Côte d’Ivoire: Sénatoriales 2018, l’ Apdh met le gouvernement en garde

une photo des urnes recueillie par l' Apdh
Par Timothée Jean
Publié le 19 mars 2018 à 13:03 | mis à jour le 19 mars 2018 à 13:03

A la suite de la décision du gouvernement, annonçant la tenue des élections sénatoriales pour le 24 mars prochain, l’Action pour la protection des droits de l'Homme (APDH) a adressé un message au Président Alassane Ouattara. L’organisation a interpellé le chef de l’État sur les conséquences de la non-exécution de l’arrêt de la CADHP.

L’ Apdh prévient le gouvernement sur le refus d’appliquer la décision de la CADHP

La Cour africaine des droits de l’homme et des peuples (CADHP) a relevé le caractère « déséquilibré » de la Commission électorale indépendante (CEI) et recommandé aux autorités ivoiriennes de reformer cette structure avant les prochaines élections.

Cependant, l'Etat ivoirien, signataire de la charte africaine, refuse de se soumettre à la décision de cette juridiction africaine. Le Premier ministre Amadou Gon Coulibaly a fait savoir que l’équipe dirigée par Youssouf Bakayoko est le fruit d’un consensus. Aussi, le chef de l’État, par une ordonnance portant organisation et fonctionnement du Sénat, a décidé d’enfoncer le clou en réitérant le « refus » de la Côte d’Ivoire quant à l'application de l’arrêt de la Cour africaine.

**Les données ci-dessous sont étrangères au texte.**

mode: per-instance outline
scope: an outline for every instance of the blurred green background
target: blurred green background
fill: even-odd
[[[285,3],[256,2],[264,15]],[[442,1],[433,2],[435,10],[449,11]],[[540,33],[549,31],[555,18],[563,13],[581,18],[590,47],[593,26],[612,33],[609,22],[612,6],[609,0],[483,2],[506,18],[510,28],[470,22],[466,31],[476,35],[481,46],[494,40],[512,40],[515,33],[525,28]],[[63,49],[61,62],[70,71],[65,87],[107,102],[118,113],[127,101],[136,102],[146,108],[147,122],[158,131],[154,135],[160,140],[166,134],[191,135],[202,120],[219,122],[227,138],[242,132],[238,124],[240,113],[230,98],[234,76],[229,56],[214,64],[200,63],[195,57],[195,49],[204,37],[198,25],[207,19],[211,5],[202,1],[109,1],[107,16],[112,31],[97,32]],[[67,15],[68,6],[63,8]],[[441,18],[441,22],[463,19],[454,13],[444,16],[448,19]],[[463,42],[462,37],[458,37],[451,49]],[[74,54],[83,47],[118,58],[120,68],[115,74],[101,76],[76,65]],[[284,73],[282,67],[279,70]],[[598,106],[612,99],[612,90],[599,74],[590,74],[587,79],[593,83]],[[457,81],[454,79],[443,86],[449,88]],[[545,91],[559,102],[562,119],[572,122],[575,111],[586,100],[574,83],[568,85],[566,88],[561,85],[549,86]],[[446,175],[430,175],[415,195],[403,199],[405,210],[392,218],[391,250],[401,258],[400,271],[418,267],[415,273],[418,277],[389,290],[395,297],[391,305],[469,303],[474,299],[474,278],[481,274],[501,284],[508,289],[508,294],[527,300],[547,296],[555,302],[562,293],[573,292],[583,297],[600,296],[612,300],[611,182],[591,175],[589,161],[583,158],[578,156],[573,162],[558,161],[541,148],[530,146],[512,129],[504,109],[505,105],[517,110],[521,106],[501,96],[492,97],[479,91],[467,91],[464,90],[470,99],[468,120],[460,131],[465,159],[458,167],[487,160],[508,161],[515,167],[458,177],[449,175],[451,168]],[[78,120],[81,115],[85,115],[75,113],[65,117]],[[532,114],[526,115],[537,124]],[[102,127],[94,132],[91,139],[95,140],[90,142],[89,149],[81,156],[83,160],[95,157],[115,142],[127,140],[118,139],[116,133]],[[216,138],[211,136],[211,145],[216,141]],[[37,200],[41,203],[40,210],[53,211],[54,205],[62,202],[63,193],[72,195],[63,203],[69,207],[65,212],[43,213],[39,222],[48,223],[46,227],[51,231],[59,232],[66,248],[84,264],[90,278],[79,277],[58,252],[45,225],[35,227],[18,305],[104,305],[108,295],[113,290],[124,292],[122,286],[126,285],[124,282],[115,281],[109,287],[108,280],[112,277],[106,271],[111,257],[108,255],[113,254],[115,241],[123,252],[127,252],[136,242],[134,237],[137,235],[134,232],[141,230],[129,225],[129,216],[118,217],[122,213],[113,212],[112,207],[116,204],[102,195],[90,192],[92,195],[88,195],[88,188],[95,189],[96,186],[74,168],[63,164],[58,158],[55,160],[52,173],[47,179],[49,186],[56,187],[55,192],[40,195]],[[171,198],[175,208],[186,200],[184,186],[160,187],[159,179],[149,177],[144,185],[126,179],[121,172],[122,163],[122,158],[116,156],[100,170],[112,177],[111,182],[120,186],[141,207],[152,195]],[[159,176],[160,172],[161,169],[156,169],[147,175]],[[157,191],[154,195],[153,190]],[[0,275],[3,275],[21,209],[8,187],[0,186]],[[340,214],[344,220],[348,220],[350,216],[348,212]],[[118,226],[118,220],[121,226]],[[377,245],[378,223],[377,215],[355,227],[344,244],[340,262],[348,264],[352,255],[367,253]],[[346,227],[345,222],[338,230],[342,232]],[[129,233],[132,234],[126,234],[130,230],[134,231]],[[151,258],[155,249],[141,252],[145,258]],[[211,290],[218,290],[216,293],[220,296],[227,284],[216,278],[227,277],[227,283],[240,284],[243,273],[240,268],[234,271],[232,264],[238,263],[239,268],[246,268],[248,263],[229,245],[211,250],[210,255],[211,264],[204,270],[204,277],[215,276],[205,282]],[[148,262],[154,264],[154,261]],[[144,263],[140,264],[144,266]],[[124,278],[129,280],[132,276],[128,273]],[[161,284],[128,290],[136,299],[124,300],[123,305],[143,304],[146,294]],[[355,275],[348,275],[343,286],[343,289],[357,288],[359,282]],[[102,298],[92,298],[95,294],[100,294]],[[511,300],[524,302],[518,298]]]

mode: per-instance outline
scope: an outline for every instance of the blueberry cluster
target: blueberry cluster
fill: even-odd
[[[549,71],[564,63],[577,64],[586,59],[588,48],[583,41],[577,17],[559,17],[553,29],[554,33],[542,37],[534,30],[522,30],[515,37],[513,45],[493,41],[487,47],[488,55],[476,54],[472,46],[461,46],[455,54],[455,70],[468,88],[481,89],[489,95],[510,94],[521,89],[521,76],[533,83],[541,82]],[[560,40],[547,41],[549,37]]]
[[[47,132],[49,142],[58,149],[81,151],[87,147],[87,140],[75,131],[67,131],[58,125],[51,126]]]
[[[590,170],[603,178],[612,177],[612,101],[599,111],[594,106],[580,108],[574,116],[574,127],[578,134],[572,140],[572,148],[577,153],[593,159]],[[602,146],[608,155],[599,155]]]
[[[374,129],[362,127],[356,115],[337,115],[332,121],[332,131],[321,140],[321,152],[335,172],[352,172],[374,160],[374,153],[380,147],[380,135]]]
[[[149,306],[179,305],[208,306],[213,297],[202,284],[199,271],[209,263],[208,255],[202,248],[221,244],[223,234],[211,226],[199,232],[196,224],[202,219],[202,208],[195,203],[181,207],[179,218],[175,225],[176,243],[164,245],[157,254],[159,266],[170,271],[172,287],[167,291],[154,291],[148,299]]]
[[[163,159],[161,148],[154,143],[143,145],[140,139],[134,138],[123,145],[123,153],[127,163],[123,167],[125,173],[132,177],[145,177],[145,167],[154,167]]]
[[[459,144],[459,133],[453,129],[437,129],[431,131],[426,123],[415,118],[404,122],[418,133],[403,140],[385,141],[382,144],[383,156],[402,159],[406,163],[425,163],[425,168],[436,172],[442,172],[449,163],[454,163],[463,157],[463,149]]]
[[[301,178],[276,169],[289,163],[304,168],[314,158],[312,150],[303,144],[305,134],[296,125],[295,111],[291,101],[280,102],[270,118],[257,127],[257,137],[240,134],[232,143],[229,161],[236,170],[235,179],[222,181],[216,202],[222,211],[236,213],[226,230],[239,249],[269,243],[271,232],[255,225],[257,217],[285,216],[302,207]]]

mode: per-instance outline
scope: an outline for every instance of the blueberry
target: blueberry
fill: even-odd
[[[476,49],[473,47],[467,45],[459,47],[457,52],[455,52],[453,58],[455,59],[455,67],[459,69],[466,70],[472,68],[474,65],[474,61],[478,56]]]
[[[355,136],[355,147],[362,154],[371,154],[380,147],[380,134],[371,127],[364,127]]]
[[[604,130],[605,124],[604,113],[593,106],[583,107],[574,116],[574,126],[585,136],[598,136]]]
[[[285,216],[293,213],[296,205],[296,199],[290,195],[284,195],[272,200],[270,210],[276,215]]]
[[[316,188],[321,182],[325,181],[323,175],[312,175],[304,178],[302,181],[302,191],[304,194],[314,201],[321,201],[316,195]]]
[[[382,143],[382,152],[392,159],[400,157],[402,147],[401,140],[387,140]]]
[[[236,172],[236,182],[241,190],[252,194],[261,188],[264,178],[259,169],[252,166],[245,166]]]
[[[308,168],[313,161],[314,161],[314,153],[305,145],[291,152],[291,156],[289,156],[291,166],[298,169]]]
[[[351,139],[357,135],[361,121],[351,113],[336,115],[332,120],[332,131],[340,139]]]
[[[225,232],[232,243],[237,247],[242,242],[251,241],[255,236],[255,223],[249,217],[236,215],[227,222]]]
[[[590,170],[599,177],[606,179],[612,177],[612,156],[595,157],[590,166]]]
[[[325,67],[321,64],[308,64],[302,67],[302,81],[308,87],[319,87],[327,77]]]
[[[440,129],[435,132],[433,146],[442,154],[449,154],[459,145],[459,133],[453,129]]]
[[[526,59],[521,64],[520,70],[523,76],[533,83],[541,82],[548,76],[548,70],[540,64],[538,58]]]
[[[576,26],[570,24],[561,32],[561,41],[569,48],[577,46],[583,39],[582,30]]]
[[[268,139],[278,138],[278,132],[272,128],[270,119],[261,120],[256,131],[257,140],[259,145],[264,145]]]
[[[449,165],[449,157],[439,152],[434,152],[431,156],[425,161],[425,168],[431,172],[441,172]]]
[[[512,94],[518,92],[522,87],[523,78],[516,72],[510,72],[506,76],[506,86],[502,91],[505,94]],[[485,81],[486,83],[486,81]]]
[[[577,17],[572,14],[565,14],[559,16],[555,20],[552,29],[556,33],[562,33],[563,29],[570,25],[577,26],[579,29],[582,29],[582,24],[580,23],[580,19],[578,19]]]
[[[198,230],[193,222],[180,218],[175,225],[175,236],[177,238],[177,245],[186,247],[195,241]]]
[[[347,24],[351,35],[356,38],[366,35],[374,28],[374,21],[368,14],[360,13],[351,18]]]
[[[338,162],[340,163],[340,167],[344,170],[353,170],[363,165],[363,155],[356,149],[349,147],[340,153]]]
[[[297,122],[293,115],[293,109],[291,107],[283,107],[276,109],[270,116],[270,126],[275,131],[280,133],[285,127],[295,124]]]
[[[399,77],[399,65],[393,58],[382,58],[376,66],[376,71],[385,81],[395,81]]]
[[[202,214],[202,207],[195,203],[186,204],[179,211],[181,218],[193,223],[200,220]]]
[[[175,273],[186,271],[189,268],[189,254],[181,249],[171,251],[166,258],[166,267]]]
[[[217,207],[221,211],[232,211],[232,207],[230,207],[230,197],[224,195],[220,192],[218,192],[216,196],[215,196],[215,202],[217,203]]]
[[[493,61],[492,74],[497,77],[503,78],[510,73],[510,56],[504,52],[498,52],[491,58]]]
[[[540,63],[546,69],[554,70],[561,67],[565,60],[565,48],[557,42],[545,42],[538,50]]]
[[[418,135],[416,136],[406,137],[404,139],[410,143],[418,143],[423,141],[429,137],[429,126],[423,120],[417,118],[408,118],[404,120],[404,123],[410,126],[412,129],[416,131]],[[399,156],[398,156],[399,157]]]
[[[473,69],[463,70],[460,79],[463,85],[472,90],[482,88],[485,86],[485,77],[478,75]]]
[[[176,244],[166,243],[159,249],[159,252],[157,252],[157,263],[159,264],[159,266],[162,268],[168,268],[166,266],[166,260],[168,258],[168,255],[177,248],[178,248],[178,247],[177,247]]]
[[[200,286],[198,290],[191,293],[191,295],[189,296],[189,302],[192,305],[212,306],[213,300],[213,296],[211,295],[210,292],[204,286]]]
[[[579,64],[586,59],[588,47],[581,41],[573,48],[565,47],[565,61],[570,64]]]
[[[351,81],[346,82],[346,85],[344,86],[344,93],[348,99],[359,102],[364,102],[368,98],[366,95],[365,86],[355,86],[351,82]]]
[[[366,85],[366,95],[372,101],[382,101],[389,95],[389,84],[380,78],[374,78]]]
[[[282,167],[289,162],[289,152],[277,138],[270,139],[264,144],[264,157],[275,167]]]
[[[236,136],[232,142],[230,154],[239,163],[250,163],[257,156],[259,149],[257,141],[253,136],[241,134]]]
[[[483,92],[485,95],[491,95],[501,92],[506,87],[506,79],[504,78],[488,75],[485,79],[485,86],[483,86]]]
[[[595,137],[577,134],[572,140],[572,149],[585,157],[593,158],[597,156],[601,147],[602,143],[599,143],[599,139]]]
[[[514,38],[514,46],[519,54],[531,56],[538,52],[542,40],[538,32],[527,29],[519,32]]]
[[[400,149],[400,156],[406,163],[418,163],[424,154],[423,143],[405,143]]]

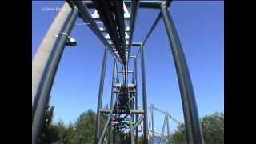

Ce vendredi 16 mars 2018, l’organisation non gouvernementale Apdh (Action pour la promotion et la défense des droits de l’homme), qui a saisi ladite Cour sur la composition de la CEI, a tenu à se prononcer sur la démarche du gouvernement. La structure, par la voix de son président, Dr Arsène Désiré Néné Bi, a interpellé le Chef de l’État sur les conséquences de son refus d’appliquer cette décision judiciaire.

« Au moment où la Cour africaine rend un verdict, conformément à la charte de l’Union africaine et au texte fondateur de la Cour, la décision est obligatoire », a déclaré le Président de l’organisation avant d’ajouter : « Si la Côte d’Ivoire ne s’exécute pas, le comité des ministres de l’Union africaine va constater la non-exécution de l’arrêt de la Cour et va poser la question à une session de l’institution régionale. L’assemblée générale convoquée pourra prononcer les sanctions que nous ne souhaitons pas voir tomber ».

Le président de l’Apdh a par ailleurs tenu à rappeler les promesses faites par le président Alassane Ouattara de bâtir un État de droit. « Le président Ouattara doit prendre une décision ferme pour exécuter la décision de la Cour africaine. L’État de droit qu’il s’engage à construire le commande. Cela ne fera jamais de lui un président faible. Bien au contraire. Un grand leader reconnait ses erreurs et les corrige », a-t-il déclaré.